Friends, family aim to remember fallen football star

A push to rename a Cobb County high school football field in honor of a player killed in a car crash has been delayed.

Family, friends and classmates would like to honor the legacy of Philip Lutzenkirchen.

The Lassiter High School alum went on to play football at Auburn University. He was killed in a crash last year.

A foundation created in honor of Lutzenkirchen raised hundreds of thousands of dollars, but many are now worried a school board vote could put their plan in jeopardy.

The Lassiter High School stadium is worn out and the group was hoping to replace the turf and rename the field before the upcoming football season, but the item was taken off the agenda at the board’s last meeting.

“It has become our Field of Dreams where we are all working to live, laugh and love together like Lutz did,” parent Kim Cross told the board.

The group says the effort is about a lot more than just replacing the turf.

“That is what this project is about – letting the lessons that Phil Lutzenkirchen taught to young men, like my son, live on,” said parent Rodney Adams.

Lutzenkirchen, 23, and Joseph Ian Davis, 22, died when their car flipped several times in a DUI-related crash in 2014. Lutzenkirchen, of Marietta, was a former Lassiter High School and Auburn University football player.

Davis, from Dunwoody, was a former Dunwoody and University of Georgia baseball player.

Lutzenkirchen was a passenger in the car.
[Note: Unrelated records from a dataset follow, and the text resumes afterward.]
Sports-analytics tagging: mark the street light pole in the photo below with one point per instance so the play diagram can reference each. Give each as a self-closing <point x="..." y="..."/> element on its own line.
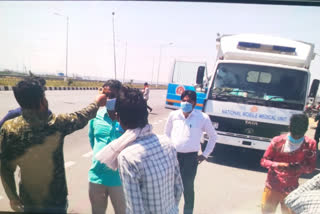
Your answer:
<point x="152" y="70"/>
<point x="161" y="46"/>
<point x="114" y="48"/>
<point x="125" y="61"/>
<point x="67" y="43"/>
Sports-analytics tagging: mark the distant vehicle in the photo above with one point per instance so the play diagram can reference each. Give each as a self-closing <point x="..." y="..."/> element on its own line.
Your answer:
<point x="184" y="77"/>
<point x="259" y="82"/>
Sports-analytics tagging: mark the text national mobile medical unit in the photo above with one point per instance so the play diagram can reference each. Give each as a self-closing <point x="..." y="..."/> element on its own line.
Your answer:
<point x="259" y="81"/>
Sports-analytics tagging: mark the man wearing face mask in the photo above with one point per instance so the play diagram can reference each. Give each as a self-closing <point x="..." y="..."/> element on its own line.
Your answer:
<point x="103" y="181"/>
<point x="287" y="157"/>
<point x="185" y="127"/>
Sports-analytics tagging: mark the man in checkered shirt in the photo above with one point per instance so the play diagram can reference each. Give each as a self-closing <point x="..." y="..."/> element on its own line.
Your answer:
<point x="306" y="198"/>
<point x="148" y="166"/>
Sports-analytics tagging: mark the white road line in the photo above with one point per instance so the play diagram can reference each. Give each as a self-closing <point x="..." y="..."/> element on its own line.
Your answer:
<point x="69" y="164"/>
<point x="87" y="155"/>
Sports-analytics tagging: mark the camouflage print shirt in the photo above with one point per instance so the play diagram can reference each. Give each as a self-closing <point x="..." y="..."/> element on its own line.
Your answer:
<point x="35" y="144"/>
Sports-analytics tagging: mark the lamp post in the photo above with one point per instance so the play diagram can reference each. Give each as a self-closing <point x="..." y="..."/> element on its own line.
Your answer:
<point x="67" y="41"/>
<point x="114" y="48"/>
<point x="161" y="46"/>
<point x="152" y="70"/>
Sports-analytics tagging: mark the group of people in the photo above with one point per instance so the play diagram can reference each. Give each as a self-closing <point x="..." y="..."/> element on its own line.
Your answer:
<point x="140" y="171"/>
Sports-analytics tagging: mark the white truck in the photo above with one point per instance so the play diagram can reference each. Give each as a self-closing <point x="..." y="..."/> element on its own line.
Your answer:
<point x="259" y="81"/>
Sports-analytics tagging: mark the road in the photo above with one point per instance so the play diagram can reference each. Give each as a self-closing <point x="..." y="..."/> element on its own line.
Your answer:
<point x="231" y="181"/>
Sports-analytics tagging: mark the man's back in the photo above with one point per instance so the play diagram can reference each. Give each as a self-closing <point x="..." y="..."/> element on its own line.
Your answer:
<point x="150" y="173"/>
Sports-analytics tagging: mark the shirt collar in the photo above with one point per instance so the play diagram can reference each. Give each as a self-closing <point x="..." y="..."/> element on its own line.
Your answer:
<point x="193" y="112"/>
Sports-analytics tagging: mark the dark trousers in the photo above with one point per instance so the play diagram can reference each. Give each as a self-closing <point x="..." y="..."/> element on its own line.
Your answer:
<point x="57" y="209"/>
<point x="188" y="169"/>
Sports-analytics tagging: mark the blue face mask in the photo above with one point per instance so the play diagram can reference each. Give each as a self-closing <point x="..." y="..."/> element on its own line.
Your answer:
<point x="292" y="140"/>
<point x="111" y="103"/>
<point x="186" y="107"/>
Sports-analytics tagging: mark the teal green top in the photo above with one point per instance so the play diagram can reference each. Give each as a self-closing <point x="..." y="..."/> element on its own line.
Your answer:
<point x="102" y="130"/>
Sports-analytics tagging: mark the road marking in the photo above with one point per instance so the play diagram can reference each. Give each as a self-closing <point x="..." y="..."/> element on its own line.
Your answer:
<point x="69" y="164"/>
<point x="87" y="155"/>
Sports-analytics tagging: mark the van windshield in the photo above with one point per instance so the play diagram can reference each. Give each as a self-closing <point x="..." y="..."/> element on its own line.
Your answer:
<point x="261" y="85"/>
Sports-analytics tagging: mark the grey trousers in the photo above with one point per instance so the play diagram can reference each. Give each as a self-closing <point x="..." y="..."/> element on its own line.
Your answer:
<point x="99" y="194"/>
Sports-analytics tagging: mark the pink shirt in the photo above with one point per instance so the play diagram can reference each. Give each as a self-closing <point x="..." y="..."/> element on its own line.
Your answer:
<point x="286" y="180"/>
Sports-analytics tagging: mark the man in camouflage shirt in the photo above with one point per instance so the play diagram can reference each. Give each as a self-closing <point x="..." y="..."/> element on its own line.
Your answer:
<point x="34" y="142"/>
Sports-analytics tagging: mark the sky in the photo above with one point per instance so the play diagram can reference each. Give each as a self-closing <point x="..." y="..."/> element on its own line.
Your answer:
<point x="32" y="37"/>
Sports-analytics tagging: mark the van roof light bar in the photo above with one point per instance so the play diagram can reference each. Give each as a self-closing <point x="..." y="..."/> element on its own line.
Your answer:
<point x="266" y="48"/>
The football star left such a legacy at Lassiter that groups banded together to raise $370,000 to redo the Lassiter turf and rename it Lutzie field.

“How Philip died, I don’t think is the reason for the delay in this project. I think how Philip lived should be the impetus to move this thing forward,” said Gary Zingler.

Even though the money was raised by those wishing to honor the athlete's legacy, the board still must sign off on the procedures and bidding.

Chairman Randy Scamihorn said the only holdup was simply the fine print.

“It’s very difficult to be proactive or to reject something when you don’t even know anything about it," Scamihorn said.

Scamihorn says the project will be put on the school district’s agenda in two weeks. The head of the Lutzie Foundation says the group was hoping to begin work on Monday but will still try to make it work if the project is approved in two weeks.